Another element of FFVII that hasn't shown its age is the battle system and character customization. FFVII uses a materia system to increase the power and magical abilities of your characters. By equipping different characters with various weapons, you have a set number of slots to put in materia, which gives a host of different abilities. Some materia will allow you to use spells such as cure or fire, others will increase stats such as increasing hit points or mana, others yet will give you supplementary skills to materia such as letting you cast a spell on all enemies/allies or allowing you to absorb mana when the spell is used. The rarest materia are red in colour, and allow you to summon mighty beasts for long, drawn out spells that do massive damage. As materia levels up through battles, you'll gain new skills and spells as you go forth on your quest.

Like other Final Fantasy games before it and since, FFVII uses an active time battle system. This means that every character on the battlefield has a meter that fills up, and when the bar is full, it is that character's turn to commit an action. According to options made by the player, you can have all the meters fill up at once in real time, or have the game pause when selecting spells and items. I personally preferred the frantic intensity of the active instead of passive battle system.
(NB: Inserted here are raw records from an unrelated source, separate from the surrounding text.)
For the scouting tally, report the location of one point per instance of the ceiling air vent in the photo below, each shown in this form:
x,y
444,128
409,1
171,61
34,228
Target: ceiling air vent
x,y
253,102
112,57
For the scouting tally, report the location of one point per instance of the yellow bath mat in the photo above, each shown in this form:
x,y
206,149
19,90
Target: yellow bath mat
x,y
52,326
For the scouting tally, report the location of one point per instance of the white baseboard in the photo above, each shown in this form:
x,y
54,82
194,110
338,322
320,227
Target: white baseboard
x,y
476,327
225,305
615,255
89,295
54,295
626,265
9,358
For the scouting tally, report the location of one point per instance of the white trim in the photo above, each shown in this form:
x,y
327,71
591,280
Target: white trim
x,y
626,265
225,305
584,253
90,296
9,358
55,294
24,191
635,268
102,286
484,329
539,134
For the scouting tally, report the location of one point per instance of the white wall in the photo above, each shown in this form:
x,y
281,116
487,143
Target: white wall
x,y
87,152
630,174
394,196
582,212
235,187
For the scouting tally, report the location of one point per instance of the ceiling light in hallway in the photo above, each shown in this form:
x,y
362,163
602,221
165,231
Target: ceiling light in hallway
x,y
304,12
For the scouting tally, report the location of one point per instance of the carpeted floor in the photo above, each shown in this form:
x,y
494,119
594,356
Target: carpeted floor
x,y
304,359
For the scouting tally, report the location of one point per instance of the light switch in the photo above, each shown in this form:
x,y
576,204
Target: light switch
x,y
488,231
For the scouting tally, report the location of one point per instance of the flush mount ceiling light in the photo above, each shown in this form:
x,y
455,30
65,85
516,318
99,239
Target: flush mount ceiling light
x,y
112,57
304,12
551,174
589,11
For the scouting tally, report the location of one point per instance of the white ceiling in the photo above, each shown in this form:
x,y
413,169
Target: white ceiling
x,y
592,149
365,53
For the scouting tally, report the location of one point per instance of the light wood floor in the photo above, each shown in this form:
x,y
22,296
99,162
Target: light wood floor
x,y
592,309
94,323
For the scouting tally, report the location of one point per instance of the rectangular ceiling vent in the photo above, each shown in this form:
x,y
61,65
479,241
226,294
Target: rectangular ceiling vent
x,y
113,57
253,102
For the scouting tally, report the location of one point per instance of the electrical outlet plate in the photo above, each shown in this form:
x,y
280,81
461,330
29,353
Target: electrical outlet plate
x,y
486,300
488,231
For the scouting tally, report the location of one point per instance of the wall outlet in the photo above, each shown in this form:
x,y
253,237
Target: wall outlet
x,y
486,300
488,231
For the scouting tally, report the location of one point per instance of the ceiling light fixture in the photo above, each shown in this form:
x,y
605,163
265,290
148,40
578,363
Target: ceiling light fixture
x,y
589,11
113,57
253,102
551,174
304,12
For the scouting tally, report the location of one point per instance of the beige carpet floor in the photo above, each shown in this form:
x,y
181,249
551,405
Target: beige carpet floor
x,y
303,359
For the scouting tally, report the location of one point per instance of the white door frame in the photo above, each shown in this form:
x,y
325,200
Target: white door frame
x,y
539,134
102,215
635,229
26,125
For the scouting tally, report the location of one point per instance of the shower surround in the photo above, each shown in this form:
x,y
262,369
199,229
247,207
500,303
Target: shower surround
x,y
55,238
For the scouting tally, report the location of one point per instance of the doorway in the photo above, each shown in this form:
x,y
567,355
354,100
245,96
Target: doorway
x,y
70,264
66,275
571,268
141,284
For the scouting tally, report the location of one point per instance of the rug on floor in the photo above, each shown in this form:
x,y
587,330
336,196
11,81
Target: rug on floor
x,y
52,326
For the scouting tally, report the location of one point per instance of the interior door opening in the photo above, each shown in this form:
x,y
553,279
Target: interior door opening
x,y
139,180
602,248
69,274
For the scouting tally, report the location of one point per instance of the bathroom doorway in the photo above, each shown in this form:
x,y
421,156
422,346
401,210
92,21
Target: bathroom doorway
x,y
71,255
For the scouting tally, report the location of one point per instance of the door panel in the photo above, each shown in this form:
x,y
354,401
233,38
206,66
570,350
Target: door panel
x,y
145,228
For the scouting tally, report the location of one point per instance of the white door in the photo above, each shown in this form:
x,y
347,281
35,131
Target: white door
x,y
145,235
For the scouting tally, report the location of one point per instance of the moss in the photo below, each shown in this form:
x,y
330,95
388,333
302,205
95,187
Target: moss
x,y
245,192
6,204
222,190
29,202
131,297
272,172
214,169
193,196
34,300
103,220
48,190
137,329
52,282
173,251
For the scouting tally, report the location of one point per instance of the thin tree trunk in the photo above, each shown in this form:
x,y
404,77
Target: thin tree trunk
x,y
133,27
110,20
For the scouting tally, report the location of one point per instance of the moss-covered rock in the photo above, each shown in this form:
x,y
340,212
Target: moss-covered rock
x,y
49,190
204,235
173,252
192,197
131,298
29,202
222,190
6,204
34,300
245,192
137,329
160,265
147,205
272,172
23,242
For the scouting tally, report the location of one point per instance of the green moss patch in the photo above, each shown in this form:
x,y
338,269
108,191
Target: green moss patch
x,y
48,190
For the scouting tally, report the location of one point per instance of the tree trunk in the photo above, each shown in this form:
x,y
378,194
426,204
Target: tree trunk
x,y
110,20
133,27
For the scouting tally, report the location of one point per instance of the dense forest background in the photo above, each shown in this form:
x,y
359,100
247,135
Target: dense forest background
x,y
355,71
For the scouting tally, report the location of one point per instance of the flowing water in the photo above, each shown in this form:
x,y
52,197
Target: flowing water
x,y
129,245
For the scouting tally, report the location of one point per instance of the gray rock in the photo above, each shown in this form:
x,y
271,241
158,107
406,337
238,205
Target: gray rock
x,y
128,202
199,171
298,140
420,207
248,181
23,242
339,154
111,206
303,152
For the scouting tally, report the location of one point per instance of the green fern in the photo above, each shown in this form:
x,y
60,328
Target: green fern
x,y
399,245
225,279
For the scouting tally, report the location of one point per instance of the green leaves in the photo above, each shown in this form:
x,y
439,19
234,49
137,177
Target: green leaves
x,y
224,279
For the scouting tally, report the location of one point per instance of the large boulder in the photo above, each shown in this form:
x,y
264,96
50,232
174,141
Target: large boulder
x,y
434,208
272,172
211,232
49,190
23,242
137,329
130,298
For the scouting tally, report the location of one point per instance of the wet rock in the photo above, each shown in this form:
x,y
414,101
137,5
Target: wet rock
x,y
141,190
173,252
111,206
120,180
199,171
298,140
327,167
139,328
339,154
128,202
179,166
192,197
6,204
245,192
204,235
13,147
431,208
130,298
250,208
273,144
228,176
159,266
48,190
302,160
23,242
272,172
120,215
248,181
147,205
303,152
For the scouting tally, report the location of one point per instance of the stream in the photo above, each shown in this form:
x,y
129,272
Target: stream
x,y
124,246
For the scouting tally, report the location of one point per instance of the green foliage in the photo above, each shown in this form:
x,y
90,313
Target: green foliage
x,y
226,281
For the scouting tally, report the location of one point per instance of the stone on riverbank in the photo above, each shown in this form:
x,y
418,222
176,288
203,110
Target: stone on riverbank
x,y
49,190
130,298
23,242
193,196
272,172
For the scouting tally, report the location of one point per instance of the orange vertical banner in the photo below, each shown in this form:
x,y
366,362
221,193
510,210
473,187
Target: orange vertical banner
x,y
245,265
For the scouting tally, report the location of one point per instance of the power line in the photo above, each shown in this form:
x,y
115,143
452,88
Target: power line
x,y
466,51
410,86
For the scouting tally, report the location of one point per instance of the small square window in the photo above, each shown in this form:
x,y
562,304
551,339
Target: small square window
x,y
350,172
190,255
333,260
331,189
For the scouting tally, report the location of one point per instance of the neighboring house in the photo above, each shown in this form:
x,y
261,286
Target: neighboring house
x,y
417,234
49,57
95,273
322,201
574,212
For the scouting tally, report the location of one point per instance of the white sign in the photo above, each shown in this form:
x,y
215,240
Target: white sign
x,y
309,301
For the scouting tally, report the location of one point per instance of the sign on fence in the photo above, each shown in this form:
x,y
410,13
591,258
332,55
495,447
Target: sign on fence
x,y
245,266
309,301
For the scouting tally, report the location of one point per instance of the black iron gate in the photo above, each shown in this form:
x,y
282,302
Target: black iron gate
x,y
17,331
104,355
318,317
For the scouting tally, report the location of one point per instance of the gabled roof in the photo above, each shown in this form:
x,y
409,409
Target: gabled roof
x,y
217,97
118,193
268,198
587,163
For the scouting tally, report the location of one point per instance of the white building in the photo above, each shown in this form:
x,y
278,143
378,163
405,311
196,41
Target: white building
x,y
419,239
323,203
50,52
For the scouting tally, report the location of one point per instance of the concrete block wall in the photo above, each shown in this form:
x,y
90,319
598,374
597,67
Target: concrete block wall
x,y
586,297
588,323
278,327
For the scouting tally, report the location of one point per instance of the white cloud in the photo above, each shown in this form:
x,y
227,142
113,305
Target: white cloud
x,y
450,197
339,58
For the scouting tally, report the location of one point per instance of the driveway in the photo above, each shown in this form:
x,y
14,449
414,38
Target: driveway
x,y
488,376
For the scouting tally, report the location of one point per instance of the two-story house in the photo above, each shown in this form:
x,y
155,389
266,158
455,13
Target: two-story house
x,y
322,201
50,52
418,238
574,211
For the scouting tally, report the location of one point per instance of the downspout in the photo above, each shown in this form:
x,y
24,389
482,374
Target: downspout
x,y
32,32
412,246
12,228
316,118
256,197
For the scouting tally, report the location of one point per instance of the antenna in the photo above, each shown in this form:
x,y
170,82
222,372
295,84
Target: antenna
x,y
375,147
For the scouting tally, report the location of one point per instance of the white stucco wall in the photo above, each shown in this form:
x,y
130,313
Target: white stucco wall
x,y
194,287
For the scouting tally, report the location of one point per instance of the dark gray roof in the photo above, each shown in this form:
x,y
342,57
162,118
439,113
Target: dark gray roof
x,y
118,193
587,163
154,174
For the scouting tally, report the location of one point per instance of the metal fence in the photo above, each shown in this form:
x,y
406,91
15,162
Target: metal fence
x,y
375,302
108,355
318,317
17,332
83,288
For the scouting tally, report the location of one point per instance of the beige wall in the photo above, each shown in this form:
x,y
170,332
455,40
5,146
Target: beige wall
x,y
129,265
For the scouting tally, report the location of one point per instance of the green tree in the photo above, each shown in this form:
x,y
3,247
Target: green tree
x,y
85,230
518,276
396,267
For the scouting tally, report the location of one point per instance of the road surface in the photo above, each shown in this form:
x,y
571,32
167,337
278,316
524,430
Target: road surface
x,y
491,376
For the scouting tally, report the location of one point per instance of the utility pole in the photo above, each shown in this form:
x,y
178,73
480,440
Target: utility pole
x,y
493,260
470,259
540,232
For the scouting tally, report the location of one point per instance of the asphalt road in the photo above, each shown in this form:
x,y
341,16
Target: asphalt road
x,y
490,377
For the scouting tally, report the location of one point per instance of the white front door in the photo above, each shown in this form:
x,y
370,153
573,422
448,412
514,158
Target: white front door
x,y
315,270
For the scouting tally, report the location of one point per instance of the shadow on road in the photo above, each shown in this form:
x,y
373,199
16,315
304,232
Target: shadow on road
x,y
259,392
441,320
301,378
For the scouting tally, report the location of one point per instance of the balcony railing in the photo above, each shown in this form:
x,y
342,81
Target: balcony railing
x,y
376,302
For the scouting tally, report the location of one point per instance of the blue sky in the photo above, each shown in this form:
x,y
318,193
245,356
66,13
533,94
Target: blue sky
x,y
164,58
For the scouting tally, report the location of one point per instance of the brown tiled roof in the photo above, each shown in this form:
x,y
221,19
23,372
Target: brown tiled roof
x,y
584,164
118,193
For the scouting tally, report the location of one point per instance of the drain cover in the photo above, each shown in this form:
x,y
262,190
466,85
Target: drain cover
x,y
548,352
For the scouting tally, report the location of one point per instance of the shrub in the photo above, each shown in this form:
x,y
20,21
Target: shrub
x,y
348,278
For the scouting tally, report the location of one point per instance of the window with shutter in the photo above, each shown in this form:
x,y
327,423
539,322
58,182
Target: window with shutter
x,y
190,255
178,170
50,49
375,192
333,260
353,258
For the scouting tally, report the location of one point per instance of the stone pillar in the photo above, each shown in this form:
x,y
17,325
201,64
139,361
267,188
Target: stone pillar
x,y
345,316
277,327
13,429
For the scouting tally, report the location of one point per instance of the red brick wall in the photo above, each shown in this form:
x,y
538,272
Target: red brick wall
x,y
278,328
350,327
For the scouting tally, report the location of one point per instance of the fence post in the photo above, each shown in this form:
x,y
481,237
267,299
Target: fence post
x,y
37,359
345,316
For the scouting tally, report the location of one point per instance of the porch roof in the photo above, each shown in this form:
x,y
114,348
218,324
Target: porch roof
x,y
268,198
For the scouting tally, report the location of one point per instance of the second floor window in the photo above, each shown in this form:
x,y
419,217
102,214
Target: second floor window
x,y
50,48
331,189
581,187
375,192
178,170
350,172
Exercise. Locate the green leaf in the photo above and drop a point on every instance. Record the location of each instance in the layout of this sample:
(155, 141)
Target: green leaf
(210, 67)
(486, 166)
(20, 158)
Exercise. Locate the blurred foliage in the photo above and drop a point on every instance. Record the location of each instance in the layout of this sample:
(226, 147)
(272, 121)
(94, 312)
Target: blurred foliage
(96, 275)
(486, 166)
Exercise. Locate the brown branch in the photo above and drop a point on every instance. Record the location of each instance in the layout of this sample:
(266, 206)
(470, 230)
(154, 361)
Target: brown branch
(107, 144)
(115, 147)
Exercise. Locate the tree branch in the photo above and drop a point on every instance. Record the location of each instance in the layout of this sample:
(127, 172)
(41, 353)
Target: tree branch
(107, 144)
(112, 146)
Final Fantasy VII takes place in a huge overworld that may not be as big as other epics out there, but still covers a huge variety of different locales. Beyond the technological bastion of Midgar, you'll visit small towns, spiritual canyons, an overpriced amusement park, ancient pyramids, run down towns destroyed by Shinra, the frigid arctic, and a few more that I wouldn't want to spoil.

Since the game hasn't received any upgrades whatsoever from the source code on the originally pressed discs, you'll be privy to some occasionally hilarious typos. "Off course!" Cloud exclaims when asked if he wants to continue fighting in a battle arena. Sometimes the typos will make you laugh, and occasionally they'll suck you right out of the story, but both outcomes are only momentary at worst.

It also bears mentioning that this game's soundtrack holds a lot of weight. This is Nobuo Uematsu at his outright best. These tracks do what few video game tracks have done in the past, and stir the soul. These are phenomenal compositions that appropriately pump adrenaline, pull on the heart strings, tap the toes, and cause uncontrollable humming. This is Uematsu's finest work.

While there are no enhancements to speak of in the actual game, Sony has ensured that there are loads of compatibility options out there for you. Save files are completely transferrable between the PS3 and the PSP, giving you options of when and where to play the game. If you happen to have a memory card reader for your PS3, you can even call up your old save files that are probably still sitting on your memory card after all those years. It bears mention though, you can't just pop out the memory stick and put into the card reader slot (if you're like me and have the wonderful 60 gig version of the PS3), and the files can only be downloaded by connecting a PSP to the PS3 via USB cable.

It bears mentioning that three times on the second disc, I encountered a nasty bug that essentially scrambled everything on the screen, resulting in a colourful yet unplayable mass of pixels that would eventually clear the way for a textless Final Fantasy experience. If you've ever played an FF game, you'll know that playing the game without text is like trying to play in the NHL with a blindfold on. Once I restarted the game, I was able to pick up where I left off without any issues, and I never encountered the bug on the PS3 version.

Yes, I was shocked to see that my heavy nostalgic feelings for this title were not unwarranted. Some dated elements aside, Final Fantasy VII remains the powerful, incredible experience that it was when it was released 12 years ago. Yes, believe it or not, it has been that long. If anything, Final Fantasy VII proves once and for all that great gaming is not based on polygons and frame rates, but rather by the power of creativity. Final Fantasy VII is just as much a triumph of imagination as it ever has been.